FDA took an important step toward developing a regulatory pathway for biosimilars in the United States with the issuance of a draft guidance, Guidance for Industry: Clinical Pharmacology Data to Support a Demonstration of Biosimilarity to a Reference Product, which describes the clinical pharmacology studies and related analytical testing needed to support a decision that a proposed therapeutic biological product is biosimilar to its reference product. In its final form, this guidance will be one in a series that FDA is developing to implement the Biologics Price Competition and Innovation Act of 2009 (BPCI Act). The BPCI Act, which was enacted as part of the Patient Protection and Affordable Care Act, established an abbreviated pathway for FDA licensure of biological products that are demonstrated to be biosimilar to or interchangeable with an FDA-licensed reference product. The draft guidance outlines four possible assessments of biosimilarity (not similar, similar, highly similar, and highly similar with fingerprint-like similarity) that would inform the next steps needed to show biosimilarity.
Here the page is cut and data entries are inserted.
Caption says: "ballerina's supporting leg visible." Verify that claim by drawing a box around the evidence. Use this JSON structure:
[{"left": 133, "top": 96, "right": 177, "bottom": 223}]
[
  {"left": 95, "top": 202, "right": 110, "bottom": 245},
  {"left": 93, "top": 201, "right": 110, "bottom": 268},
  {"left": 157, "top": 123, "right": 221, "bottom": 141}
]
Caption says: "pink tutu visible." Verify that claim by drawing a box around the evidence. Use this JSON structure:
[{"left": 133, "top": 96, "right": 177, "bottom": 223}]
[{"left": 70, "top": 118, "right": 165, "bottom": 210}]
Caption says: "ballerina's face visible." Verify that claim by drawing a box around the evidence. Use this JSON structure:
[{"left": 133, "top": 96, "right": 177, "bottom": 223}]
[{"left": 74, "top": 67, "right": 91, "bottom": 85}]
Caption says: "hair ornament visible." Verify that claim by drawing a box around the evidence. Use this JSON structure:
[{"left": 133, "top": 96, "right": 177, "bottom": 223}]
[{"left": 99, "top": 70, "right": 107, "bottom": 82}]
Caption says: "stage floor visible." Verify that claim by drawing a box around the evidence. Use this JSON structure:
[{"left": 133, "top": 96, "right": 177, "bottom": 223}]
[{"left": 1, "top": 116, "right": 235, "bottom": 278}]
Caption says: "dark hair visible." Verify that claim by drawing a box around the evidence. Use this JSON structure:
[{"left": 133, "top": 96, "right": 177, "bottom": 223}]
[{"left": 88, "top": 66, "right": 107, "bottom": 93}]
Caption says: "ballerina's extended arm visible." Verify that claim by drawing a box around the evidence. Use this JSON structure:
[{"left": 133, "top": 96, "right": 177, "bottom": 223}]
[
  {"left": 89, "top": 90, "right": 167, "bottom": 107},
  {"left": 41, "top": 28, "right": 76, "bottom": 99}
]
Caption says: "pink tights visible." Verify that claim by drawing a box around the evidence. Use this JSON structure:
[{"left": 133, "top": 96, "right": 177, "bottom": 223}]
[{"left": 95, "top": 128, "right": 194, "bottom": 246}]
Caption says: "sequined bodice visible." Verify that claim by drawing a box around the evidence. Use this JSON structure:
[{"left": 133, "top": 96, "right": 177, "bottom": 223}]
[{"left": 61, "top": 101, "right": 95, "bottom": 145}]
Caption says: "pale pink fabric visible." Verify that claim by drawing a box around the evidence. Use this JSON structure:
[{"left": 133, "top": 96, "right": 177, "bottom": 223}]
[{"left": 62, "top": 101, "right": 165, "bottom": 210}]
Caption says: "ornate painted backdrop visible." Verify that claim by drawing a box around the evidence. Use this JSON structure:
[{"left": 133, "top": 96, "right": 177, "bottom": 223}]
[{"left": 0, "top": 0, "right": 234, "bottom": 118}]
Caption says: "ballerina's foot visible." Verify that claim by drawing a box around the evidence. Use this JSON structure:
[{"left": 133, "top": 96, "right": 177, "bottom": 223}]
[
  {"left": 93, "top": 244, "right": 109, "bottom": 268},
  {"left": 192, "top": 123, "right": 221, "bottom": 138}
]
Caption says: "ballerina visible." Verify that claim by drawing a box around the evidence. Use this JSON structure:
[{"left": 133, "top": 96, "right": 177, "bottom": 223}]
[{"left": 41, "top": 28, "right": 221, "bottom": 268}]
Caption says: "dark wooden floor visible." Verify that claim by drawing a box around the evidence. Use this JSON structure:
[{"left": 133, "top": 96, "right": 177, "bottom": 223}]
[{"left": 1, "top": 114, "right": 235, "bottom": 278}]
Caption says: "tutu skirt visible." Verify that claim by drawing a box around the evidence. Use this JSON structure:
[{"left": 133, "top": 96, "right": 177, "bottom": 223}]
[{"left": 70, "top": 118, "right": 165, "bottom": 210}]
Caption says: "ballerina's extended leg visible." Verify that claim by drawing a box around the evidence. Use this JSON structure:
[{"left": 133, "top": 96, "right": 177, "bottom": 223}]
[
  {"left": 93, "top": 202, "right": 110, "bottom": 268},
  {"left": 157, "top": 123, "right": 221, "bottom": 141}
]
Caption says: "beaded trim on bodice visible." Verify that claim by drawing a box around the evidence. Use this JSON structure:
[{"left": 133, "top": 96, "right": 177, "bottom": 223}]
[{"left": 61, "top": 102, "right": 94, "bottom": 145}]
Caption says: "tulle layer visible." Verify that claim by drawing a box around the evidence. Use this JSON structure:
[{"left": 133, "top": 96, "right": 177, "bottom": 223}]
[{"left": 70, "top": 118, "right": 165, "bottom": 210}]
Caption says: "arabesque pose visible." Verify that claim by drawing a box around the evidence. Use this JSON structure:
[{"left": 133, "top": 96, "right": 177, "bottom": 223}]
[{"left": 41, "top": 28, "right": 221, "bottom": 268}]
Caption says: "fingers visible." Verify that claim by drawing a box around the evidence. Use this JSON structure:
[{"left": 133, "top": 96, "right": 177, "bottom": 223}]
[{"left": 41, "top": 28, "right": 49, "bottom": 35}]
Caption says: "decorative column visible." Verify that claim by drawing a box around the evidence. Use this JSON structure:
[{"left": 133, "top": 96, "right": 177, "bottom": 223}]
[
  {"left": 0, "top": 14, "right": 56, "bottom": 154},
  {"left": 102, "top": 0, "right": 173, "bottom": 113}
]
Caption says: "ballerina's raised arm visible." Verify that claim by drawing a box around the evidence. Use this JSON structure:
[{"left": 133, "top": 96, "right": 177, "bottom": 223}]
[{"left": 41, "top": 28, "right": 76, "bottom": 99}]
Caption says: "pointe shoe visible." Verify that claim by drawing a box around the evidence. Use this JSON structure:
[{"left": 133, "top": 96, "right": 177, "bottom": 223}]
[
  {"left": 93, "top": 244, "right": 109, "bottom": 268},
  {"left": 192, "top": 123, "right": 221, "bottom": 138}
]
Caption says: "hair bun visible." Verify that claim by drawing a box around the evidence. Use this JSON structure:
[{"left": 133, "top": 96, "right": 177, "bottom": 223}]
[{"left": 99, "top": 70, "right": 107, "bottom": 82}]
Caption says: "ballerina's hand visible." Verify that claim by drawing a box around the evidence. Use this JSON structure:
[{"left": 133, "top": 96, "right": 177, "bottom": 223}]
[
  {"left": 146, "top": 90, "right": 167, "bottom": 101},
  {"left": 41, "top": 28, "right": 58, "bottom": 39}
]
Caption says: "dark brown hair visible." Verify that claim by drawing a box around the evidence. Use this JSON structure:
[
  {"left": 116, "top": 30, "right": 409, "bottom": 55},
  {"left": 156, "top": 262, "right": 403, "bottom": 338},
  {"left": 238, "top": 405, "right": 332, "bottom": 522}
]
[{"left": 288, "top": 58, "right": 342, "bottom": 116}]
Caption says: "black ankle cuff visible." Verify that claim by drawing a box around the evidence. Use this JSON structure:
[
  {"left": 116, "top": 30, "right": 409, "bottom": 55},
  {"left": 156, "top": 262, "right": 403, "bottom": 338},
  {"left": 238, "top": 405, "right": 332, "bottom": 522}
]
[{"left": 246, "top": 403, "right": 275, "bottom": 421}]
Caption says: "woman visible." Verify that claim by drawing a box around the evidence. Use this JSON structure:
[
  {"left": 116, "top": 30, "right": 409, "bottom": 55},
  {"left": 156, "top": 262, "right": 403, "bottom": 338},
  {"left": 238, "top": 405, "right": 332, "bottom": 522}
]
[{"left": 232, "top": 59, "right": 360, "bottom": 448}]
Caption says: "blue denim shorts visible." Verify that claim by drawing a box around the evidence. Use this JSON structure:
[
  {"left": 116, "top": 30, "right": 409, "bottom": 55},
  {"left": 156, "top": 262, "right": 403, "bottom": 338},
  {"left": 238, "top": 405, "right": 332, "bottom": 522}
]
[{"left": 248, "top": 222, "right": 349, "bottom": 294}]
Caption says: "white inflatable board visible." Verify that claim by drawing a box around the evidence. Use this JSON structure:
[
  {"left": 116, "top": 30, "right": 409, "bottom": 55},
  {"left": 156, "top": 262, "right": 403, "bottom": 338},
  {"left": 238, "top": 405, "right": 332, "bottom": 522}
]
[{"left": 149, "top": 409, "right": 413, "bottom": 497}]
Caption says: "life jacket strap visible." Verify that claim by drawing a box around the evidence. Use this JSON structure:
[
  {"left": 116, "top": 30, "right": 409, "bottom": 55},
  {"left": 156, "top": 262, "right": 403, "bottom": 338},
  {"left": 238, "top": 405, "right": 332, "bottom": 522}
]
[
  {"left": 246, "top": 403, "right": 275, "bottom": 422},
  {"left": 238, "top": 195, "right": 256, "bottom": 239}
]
The draft guidance pertains to therapeutic biological products for which pharmacokinetic (PK) and pharmacodynamic (PD) data are required as part of a stepwise approach to developing the data and information necessary to support a demonstration of biosimilarity. Specifically, the draft guidance discusses some of the overarching concepts related to clinical pharmacology testing for biosimilar products, approaches for developing the appropriate clinical pharmacology database, and the utility of modeling and simulation for designing clinical trials. The guidance describes three key concepts, exposure and response assessment, evaluation of residual uncertainty, and assumptions about analytical quality and similarity, which are especially relevant to development of proposed biosimilar products. The draft guidance also examines the bioanalytical methodology and clinical pharmacology studies needed to gain safety and immunogenicity information.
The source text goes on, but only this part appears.